Nutritional Enhancements for Better Health
In addition to walking, Sturman recommends two simple dietary adjustments. First, adding one extra portion of fruit daily can lower the risk of heart disease, type two diabetes, and other lifestyle-related conditions. "Only a minority of adults achieve five daily portions of fruits and vegetables," she observes. "This doesn't have to be costly or complicated—think adding banana to toast or frozen blueberries to porridge." This habit helps reduce cravings and supports healthy weight maintenance by providing essential vitamins and promoting fullness.

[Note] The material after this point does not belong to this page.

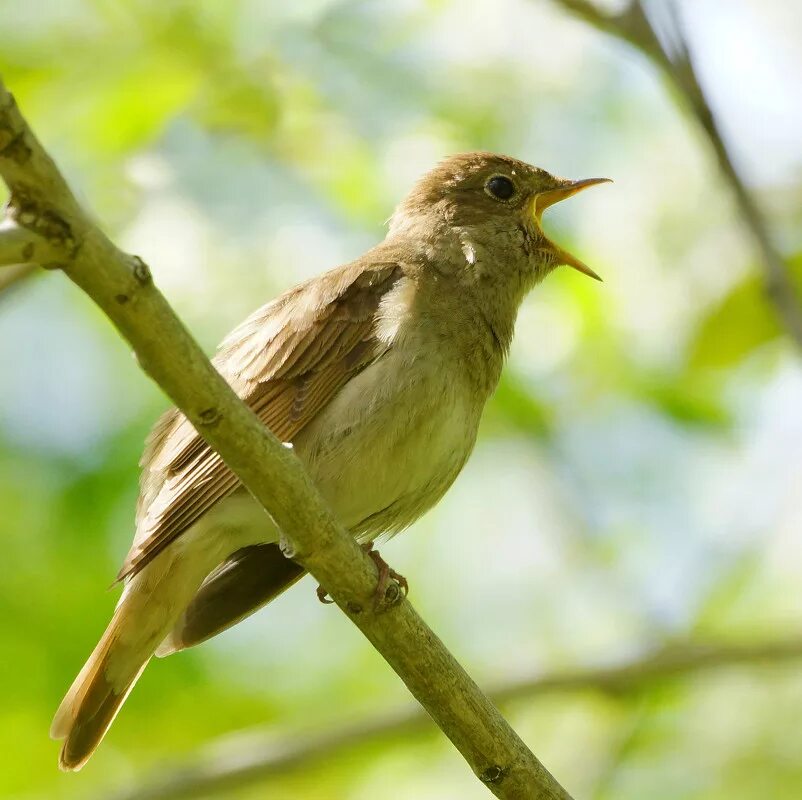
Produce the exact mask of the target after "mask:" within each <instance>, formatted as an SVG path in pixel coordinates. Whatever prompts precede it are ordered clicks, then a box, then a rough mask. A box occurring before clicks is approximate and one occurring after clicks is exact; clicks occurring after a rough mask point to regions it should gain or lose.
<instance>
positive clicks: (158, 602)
mask: <svg viewBox="0 0 802 800" xmlns="http://www.w3.org/2000/svg"><path fill="white" fill-rule="evenodd" d="M172 549H173V548H168V549H167V550H166V551H165V552H164V553H163V554H161V555H160V556H159V557H158V558H156V559H154V561H153V562H152V563H151V564H149V565H148V566H147V567H146V568H145V569H144V570H142V572H141V573H140V574H138V575H136V576H135V577H134V578H132V579H131V581H130V582H129V584H128V585H127V586H126V588H125V591H124V592H123V595H122V597H121V599H120V602H119V604H118V605H117V609H116V611H115V612H114V616H113V617H112V619H111V622H110V623H109V625H108V627H107V628H106V631H105V633H104V634H103V636H102V638H101V639H100V641H99V642H98V644H97V647H95V649H94V651H93V652H92V655H91V656H89V659H88V660H87V662H86V664H84V667H83V669H82V670H81V671H80V673H79V674H78V677H77V678H76V679H75V681H74V682H73V684H72V686H71V687H70V689H69V691H68V692H67V694H66V696H65V697H64V700H62V702H61V705H60V706H59V709H58V711H57V712H56V716H55V717H54V719H53V724H52V725H51V728H50V735H51V737H52V738H54V739H64V744H63V746H62V748H61V755H60V758H59V766H60V767H61V769H63V770H78V769H80V768H81V767H82V766H83V765H84V764H85V763H86V762H87V760H88V759H89V757H90V756H91V755H92V753H93V752H94V750H95V748H96V747H97V746H98V744H100V741H101V739H103V737H104V736H105V734H106V731H107V730H108V729H109V727H110V726H111V723H112V722H113V721H114V718H115V717H116V716H117V712H118V711H119V710H120V708H121V706H122V704H123V703H124V702H125V699H126V698H127V697H128V694H129V693H130V691H131V689H133V687H134V684H135V683H136V681H137V679H138V678H139V676H140V675H141V674H142V670H143V669H144V668H145V667H146V666H147V663H148V661H150V658H151V656H152V655H153V653H154V651H155V650H156V647H158V645H159V643H160V642H161V641H162V639H163V638H164V637H165V635H166V634H167V633H168V632H169V631H170V629H171V628H172V626H173V625H174V624H175V621H176V619H177V618H178V616H179V615H180V614H181V612H182V611H183V610H184V609H185V608H186V606H187V604H188V603H189V602H190V600H191V599H192V597H193V596H194V594H195V592H196V591H197V589H198V587H199V585H200V583H201V581H202V580H203V578H204V576H205V572H206V571H208V570H203V569H200V570H199V569H198V568H199V567H200V565H198V564H195V565H194V569H193V564H192V560H191V559H181V558H180V555H181V554H180V553H172V552H170V550H172ZM193 573H194V574H193Z"/></svg>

Second, incorporating a handful of nuts or seeds each day benefits gut health, cognitive performance, and reduces risks of heart disease and diabetes. Sturman advises buying in bulk for affordability and keeping a small container handy for snacks or meals. "They make you feel fuller longer, potentially cutting down on unhealthy snacking and saving money," she adds.
Consistency as the Key to Lasting Benefits
Sturman stresses that implementing these three habits—five minutes of extra walking, an additional fruit portion, and daily nuts or seeds—can collectively extend lifespan and improve overall quality of life. These low-cost, time-efficient practices, when done consistently, build a foundation for better health. "Our health is built on daily habits, with impacts that accumulate over time," she concludes. "Start today, not next Monday or month, to avoid procrastination and see real changes." For those seeking extra impact, she suggests supplementing with free YouTube workout videos tailored to individual needs, such as beginner-friendly strength training sessions without equipment.